Assess for pain and bladder fullness.
Palpation of full bladder causes pain and/or urge to void, indicating full or overfull bladder.
Expected Outcomes following completion of the procedure
Patient's bladder is not palpable.
Patient verbalizes absence of abdominal discomfort or bladder pressure/fullness.
Patient has urine output of at least 30 mL/h as measured in urinary drainage bag.
Position portable light to illuminate genitals or have assistant available to hold light.
Adequate visualization of urinary meatus assists with accuracy of catheter insertion.
Evaluation of proper catheterization
Palpate bladder for distention or use bladder scan as per agency protocol.
Indwelling catheter: Determine that there is no urine leaking from catheter or tubing connections.
Ask patient to describe level of comfort and if sensation of bladder fullness was relieved.
Observe character and amount of urine in drainage system.
Catheter goes into vagina
• Leave catheter in vagina.
• Clean urinary meatus again. Using another catheter kit, reinsert sterile catheter into meatus (check agency policy). NOTE: If gloves become contaminated, start procedure again.
• Remove catheter in vagina after successful insertion of second catheter.

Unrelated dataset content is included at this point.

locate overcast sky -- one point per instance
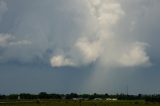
(82, 46)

Sterility is broken during catheterization by nurse or patient.
• Replace gloves if contaminated and start over.
• If patient touches sterile field but equipment and supplies remain sterile, avoid touching that part of sterile field.
• If equipment and/or supplies become contaminated, replace with sterile items or start over with new sterile kit.
Patient complains of bladder discomfort, and catheter is patent as evidenced by adequate urine flow.
• Check catheter to ensure that there is no traction on it.
• Notify health care provider. Patient may be experiencing bladder spasms or symptoms of urinary tract infection (UTI).
• Monitor catheter output for color, clarity, odor, and amount.
Documentation
Document reason for catheterization, type and size of catheter inserted, amount of fluid used to inflate balloon, specimen collection (if applicable), characteristics and amount of urine, patient's response to procedure, and evaluation of patient learning. Document I&O.